The only Dolphin’s location is a little over an hour inland, and considering you still have at least a twenty-minute ferry ride over to the mainland first, on top of crazy Virginia traffic, Birdie rarely made it out that far, and it was always up to me to get her fix. When Dolphin Donuts opened two blocks from my private high school the summer before our sophomore year and students started selling the maple bacon donuts to their friends more than coke and weed, I knew I had to bring Birdie one on my next trip to the island. I swear she sobbed the entire time she ate it and then yelled at me for the next two hours about why I would do something so stupid as to only bring her one. From that point on, every time I came to the island, even if it had only been two days since my last visit, I brought her no less than a dozen, and she would eat every single one.

“Oh, now you’re just playing dirty, Campbell,” Birdie whispers.

My heart starts pounding in my chest when she calls me by my last name. She’s only ever called me Campbell from the day we met and she had to caddie for me, busting my balls through eighteen holes and making a day of training fun for the first time ever, while also making it… hard. The day I met Birdie Bennett was the first time I ever had to lock myself in a bathroom stall at a golf course and jerk off halfway through the day so I could finish playing without wincing every time I took a step. Calling me Campbell was like Birdie’s way of immediately letting me know I was friend-zoned for eternity, so that’s been great. Regardless of how many times I’ve dreamed about hearing her whisper, moan, or scream Palmer, at least she’s not calling me Putz for the moment, so the donuts seem to be working.

“I do like it dirty,” I quip, forcing Birdie to stop undressing the donuts with her eyes to look up at me and roll them.

Our faces are only a few inches apart, and I can smell her tropical scent on top of the delicious smell of maple and bacon, and I swear to God my knees get weak. Her blues eyes are looking up at me, and I notice her mouth start moving and hear her mutter what sounds like a date again before she grabs the cooler from my hands, hugs it to her chest, and backs up a step.

“I haven’t had these in years,” Birdie says, still licking her lips and driving me crazy as she stares down into the open bag in her arms.

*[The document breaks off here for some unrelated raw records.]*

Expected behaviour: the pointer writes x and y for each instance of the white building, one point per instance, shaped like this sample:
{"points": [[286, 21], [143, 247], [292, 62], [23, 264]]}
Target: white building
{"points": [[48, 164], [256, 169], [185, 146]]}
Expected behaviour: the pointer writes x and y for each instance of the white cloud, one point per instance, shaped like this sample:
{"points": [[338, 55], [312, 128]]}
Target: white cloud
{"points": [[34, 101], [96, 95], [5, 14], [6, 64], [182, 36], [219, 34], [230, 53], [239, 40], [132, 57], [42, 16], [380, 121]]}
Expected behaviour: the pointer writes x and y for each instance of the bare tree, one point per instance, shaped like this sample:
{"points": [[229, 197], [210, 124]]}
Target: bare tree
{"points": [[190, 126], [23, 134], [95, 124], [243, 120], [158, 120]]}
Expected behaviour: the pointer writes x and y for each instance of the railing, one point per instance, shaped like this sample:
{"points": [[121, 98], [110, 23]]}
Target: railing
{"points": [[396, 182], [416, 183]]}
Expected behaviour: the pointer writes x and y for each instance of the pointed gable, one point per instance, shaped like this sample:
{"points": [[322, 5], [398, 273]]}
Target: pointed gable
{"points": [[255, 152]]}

Well, this is a brand new development!

“Oooh, Backpack Brad must be falling down on the job. Tough break. Good thing I’m here.” I smirk, knowing how much she hated it when I called him that.

It’s not my fault the fucking tool didn’t know how to take a selfie without wearing one of those ridiculous hiking backpacks with the fucking water tube coming out of it and up to his mouth. Like, how hard is it to grab a bottle of water and bring it up to your dumbfuck mouth, Brad!

I only met the guy once the last time I was home and a bunch of us went to the mainland for dinner and drinks. Lucky me, I got to be there when the two of them met. I spent the next six months discouraging her from dating the loser until I realized I was being selfish.